P1(x) V P2(x)  — (V = ou inclusif).

— Aucun de ces membres ne possède les deux propriétés P1 and P2 :

P1(x) W P2(x)  — (W = ou exclusif)

P1 et P2 sont des propriétés complémentaires ; elles divisent l’ensemble E en deux sous-ensembles complémentaires (sans partie commune). Ces deux propriétés sont dites contradictoires.

Être un homme” et “être une femme” sont des propositions contradictoires dans le régime des genres du 20e siècle ; dans le régime des genres du 21e siècle, ce sont des propositions contraires.

2. Propositions contraires

Deux propositions P et Q sont contraires si et seulement si elles ne sont pas simultanément vraies, mais elles peuvent être simultanément fausses :

P Q P contraire de Q
V V F
V F V
F V V
F F V

Soit E2, un ensemble d’objets, et n propriétés définies sur cet ensemble, P1, P2, … Pn.
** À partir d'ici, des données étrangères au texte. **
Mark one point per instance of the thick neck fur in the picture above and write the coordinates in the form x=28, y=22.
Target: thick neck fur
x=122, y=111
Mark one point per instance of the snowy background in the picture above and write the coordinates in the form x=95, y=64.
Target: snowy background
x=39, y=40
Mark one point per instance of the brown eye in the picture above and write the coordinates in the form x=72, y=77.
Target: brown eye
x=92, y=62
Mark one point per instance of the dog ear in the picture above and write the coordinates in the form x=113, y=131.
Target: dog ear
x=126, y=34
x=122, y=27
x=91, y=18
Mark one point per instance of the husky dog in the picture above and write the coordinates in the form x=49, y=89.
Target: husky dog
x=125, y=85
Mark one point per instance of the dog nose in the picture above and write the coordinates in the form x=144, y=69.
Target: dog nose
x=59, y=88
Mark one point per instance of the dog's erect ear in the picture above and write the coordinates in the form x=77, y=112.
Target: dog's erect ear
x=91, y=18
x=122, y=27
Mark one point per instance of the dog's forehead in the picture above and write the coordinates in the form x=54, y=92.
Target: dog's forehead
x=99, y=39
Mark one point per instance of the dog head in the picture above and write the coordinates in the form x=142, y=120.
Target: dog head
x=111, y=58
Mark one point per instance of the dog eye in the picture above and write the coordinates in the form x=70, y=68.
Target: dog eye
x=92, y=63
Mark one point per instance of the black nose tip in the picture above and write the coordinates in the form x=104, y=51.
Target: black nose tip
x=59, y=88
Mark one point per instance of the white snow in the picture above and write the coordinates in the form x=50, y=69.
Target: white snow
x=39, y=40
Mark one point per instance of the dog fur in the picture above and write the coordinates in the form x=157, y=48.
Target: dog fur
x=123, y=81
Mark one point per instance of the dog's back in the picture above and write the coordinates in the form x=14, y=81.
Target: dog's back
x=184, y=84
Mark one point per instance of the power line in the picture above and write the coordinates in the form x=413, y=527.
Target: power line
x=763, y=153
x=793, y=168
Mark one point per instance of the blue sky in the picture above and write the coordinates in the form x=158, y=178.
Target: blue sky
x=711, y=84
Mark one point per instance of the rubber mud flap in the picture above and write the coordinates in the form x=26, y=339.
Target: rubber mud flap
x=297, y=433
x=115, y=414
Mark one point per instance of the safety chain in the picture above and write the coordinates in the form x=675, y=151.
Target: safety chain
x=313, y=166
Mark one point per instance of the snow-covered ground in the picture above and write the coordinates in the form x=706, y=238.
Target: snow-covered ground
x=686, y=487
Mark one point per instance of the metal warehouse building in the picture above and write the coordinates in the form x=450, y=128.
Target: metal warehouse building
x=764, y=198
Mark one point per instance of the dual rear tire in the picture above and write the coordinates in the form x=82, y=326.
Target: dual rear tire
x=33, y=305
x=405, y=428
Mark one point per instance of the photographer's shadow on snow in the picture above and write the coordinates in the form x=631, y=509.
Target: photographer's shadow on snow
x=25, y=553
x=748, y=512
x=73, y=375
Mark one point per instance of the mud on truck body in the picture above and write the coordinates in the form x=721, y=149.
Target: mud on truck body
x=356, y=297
Ces propriétés sont telles que :
— Chacun des membres de cet univers possèdent l’une de ces propriétés ; il est un P1, ou un P2, … ou un Pn.
— Aucun ne possède deux ou plus de deux des propriétés P1, P2, … Pn, c’est-à-dire qu’aucun des objets de cet univers n’est à la fois (Pi & Pj).
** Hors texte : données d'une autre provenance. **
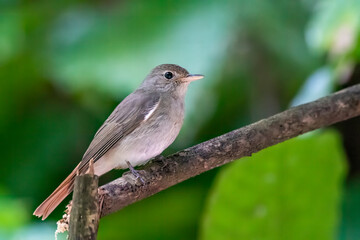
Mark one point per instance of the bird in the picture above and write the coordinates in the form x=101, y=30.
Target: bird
x=141, y=127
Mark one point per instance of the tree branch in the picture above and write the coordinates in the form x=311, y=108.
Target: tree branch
x=161, y=174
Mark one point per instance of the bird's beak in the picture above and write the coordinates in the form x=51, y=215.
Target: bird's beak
x=193, y=77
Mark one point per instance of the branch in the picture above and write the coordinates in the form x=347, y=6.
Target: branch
x=84, y=216
x=162, y=174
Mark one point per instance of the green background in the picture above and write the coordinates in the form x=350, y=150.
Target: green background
x=65, y=65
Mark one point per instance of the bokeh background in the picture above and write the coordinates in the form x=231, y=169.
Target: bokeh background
x=64, y=66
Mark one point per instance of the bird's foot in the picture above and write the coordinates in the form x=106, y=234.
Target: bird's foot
x=135, y=173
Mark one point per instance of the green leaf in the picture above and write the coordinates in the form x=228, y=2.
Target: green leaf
x=288, y=191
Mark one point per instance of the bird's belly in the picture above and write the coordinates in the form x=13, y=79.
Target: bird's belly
x=138, y=147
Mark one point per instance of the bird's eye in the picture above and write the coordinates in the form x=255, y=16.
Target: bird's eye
x=168, y=75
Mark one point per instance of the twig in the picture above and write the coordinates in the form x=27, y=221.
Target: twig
x=84, y=217
x=164, y=173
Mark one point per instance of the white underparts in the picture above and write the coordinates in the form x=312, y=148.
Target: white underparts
x=148, y=115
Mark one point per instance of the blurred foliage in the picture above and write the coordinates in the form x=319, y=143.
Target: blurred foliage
x=65, y=65
x=291, y=200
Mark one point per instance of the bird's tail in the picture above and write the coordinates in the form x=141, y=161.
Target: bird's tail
x=60, y=193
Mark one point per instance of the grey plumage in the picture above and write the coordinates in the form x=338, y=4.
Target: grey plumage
x=140, y=128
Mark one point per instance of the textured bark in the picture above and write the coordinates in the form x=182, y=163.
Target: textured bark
x=163, y=173
x=84, y=217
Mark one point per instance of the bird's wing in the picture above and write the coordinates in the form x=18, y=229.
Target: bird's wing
x=127, y=116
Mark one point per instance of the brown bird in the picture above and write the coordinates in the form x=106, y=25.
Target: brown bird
x=143, y=125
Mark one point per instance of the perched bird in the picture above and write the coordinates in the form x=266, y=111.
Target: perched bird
x=143, y=125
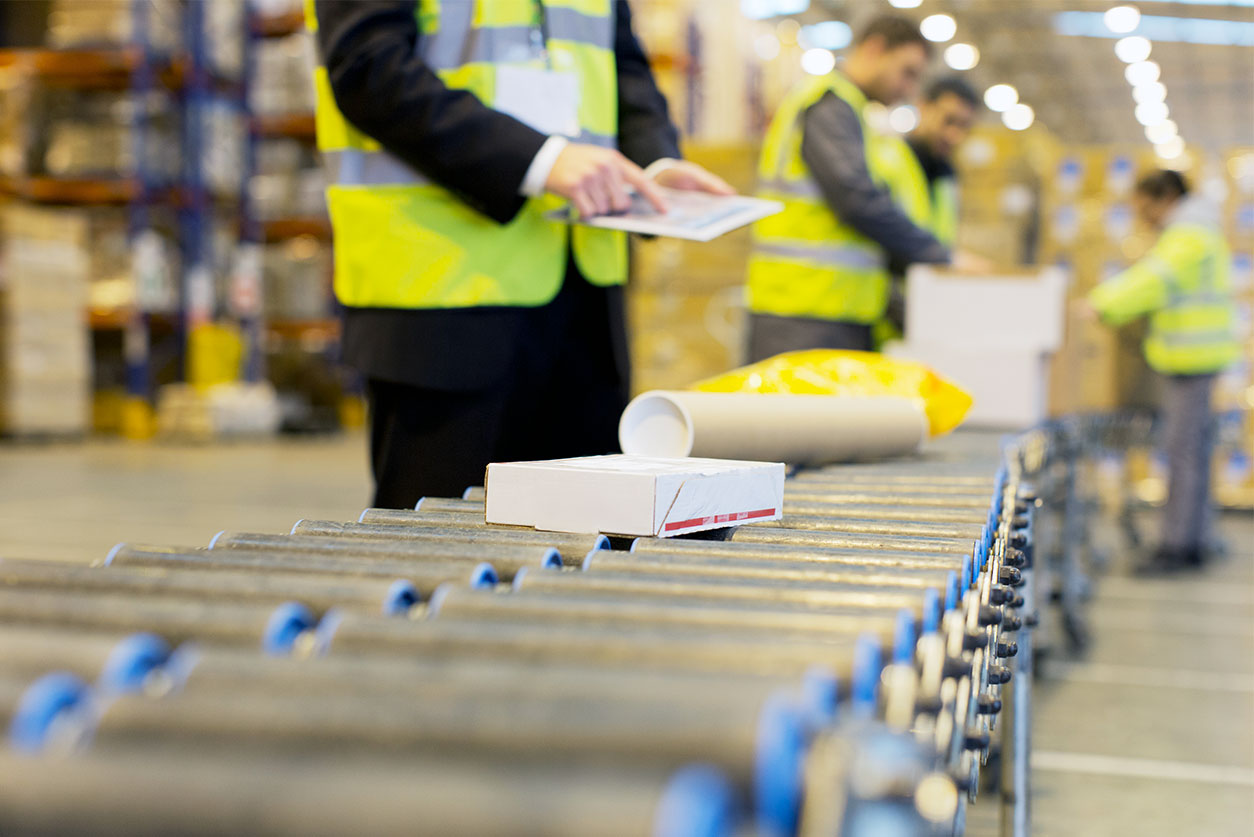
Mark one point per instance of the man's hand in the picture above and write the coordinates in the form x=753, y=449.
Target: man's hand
x=596, y=180
x=968, y=262
x=690, y=177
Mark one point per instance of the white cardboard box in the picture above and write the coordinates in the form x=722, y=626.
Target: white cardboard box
x=1021, y=311
x=1010, y=387
x=633, y=496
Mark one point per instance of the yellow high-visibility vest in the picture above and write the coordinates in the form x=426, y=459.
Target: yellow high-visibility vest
x=1184, y=286
x=932, y=206
x=943, y=222
x=403, y=241
x=805, y=260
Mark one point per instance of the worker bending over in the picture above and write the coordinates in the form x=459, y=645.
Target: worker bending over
x=1184, y=289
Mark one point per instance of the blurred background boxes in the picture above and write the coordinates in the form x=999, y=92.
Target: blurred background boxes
x=45, y=374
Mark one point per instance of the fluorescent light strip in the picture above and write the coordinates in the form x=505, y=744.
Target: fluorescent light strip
x=1160, y=29
x=1240, y=4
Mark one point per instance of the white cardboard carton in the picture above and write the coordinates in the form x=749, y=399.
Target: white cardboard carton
x=633, y=496
x=1022, y=311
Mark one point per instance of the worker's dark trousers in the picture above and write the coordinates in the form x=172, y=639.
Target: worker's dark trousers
x=770, y=335
x=1188, y=437
x=562, y=397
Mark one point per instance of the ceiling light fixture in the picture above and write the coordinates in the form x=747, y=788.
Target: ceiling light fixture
x=1161, y=132
x=1151, y=113
x=818, y=62
x=1001, y=97
x=961, y=57
x=1121, y=19
x=1143, y=73
x=938, y=28
x=1151, y=92
x=1018, y=117
x=1132, y=49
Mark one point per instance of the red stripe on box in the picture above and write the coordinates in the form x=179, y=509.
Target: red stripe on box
x=734, y=517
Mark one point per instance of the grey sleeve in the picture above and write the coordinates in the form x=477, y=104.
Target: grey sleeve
x=832, y=148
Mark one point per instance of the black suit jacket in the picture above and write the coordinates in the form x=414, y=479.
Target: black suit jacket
x=480, y=154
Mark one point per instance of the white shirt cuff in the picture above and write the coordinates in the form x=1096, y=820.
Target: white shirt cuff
x=537, y=173
x=660, y=166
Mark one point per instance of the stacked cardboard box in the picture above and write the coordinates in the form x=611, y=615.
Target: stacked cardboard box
x=284, y=82
x=1000, y=192
x=44, y=353
x=1087, y=227
x=297, y=280
x=103, y=23
x=686, y=299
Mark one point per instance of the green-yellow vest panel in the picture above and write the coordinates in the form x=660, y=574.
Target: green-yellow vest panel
x=1184, y=287
x=805, y=261
x=404, y=241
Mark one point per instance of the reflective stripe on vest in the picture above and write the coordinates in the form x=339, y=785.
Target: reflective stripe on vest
x=1194, y=333
x=944, y=211
x=404, y=241
x=805, y=261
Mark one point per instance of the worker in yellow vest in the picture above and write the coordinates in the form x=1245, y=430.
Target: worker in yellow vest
x=924, y=182
x=1183, y=286
x=819, y=271
x=947, y=112
x=450, y=131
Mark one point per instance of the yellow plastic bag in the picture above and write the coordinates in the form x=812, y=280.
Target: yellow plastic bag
x=825, y=372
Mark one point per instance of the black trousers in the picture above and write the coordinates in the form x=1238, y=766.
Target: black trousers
x=561, y=398
x=770, y=335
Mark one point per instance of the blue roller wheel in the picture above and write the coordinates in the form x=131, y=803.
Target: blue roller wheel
x=697, y=802
x=952, y=595
x=401, y=596
x=781, y=743
x=868, y=664
x=904, y=638
x=820, y=694
x=484, y=575
x=132, y=660
x=40, y=705
x=932, y=610
x=290, y=620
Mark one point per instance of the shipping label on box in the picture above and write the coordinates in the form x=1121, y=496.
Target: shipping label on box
x=633, y=496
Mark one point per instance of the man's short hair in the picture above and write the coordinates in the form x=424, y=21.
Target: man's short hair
x=895, y=30
x=1163, y=183
x=951, y=85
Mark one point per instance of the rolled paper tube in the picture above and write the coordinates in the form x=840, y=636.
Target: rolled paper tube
x=770, y=428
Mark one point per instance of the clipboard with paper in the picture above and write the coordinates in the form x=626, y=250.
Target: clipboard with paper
x=695, y=216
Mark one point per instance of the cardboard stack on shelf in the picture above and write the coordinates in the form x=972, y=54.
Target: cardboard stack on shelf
x=1000, y=186
x=1089, y=229
x=45, y=374
x=686, y=299
x=95, y=23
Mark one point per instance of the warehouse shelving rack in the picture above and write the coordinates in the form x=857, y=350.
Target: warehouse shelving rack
x=196, y=85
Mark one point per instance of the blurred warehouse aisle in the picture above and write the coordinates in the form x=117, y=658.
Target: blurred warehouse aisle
x=1151, y=733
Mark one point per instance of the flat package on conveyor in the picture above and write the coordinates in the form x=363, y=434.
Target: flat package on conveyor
x=633, y=496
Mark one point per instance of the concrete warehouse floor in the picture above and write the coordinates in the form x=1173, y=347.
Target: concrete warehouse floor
x=1151, y=733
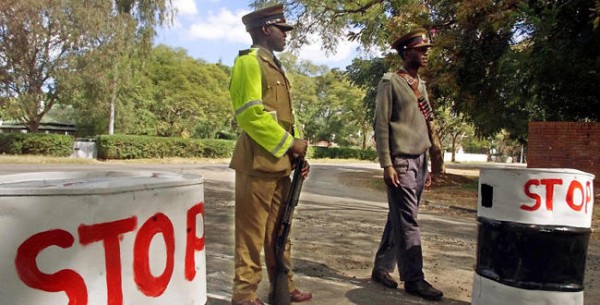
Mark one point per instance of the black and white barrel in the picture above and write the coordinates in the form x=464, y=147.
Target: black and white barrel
x=533, y=234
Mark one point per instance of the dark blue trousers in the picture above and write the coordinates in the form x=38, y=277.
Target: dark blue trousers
x=401, y=240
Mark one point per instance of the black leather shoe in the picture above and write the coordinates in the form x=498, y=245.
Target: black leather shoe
x=423, y=289
x=382, y=277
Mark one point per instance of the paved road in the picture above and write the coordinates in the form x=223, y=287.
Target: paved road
x=336, y=231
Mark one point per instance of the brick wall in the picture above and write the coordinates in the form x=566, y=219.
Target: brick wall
x=565, y=145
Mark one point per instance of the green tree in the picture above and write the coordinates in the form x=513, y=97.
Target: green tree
x=44, y=44
x=189, y=96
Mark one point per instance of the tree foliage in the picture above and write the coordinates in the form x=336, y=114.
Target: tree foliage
x=502, y=63
x=45, y=45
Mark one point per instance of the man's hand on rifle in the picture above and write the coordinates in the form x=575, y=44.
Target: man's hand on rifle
x=299, y=147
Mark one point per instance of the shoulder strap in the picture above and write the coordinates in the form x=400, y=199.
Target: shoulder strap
x=423, y=104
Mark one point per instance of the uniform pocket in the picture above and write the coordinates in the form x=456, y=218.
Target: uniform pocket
x=264, y=161
x=406, y=175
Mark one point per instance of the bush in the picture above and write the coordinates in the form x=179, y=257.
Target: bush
x=54, y=145
x=342, y=153
x=121, y=147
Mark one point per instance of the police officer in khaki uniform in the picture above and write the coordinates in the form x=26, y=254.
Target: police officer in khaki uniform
x=264, y=154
P1, P2, … Pn sont des contraires ; ils sont dans une relation de contrariété.

Avoir les cheveux blonds” et “avoir les cheveux roux” sont des propositions contraires : une même personne ne peut pas avoir les cheveux à la fois blonds et roux (si on passe sur le cas des cheveux teints) ; elle peut avoir les cheveux ni blonds ni roux mais bruns.
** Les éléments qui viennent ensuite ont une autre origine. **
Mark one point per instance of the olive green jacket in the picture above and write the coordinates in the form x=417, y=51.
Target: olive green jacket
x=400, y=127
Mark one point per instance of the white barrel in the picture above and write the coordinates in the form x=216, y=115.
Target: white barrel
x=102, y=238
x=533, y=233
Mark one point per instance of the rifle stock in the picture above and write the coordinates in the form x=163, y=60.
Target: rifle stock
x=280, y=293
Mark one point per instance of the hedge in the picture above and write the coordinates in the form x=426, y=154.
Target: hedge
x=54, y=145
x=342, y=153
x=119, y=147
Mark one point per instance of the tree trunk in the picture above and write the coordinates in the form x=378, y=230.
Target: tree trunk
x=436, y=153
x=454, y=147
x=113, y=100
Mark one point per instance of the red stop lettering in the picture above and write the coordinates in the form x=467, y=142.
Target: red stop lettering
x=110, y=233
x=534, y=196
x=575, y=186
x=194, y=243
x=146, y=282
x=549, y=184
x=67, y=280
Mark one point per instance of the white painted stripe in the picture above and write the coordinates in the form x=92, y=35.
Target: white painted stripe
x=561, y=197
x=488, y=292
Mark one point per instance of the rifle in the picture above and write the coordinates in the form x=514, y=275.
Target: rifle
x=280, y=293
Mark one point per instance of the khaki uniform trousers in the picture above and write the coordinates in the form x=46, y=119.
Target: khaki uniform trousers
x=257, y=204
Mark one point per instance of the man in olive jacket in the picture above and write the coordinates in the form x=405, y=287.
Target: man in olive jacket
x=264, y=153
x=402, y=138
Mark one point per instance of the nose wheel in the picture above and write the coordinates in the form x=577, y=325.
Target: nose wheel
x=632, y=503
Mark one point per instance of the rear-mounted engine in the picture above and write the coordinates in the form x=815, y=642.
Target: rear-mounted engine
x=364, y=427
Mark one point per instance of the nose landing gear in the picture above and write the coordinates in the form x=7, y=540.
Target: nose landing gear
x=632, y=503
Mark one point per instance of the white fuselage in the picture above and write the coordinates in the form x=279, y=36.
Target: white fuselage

En résumé, on considère un ensemble de propriétés définies sur un même ensemble d’objets, qui divisent de manière exhaustive cet ensemble en une série de sous-ensembles complémentaires et disjoints.
— S’il n’y a que deux propriétés de ce type, elles sont dites contradictoires
— S’il y en a plus de deux, on dit qu’il s’agit de propriétés contraires.
Les contradictoires sont le cas limite des contraires.

1) à deux dimensions :
— les propriétés qui s’opposent sont des contradictoires
Opposition
2)à plus de deux dimensions :
— les propriétés qui s’opposent sont des contraires

3. Réfutation par substitution de la contrariété à la contradiction

Il s’ensuit qu’une affirmation fondée sur une contradiction peut être réfutée en montrant que l’univers en discussion n’est pas bidimensionnel, mais multidimensionnel. Cela semble être le cas dans l’exemple suivant.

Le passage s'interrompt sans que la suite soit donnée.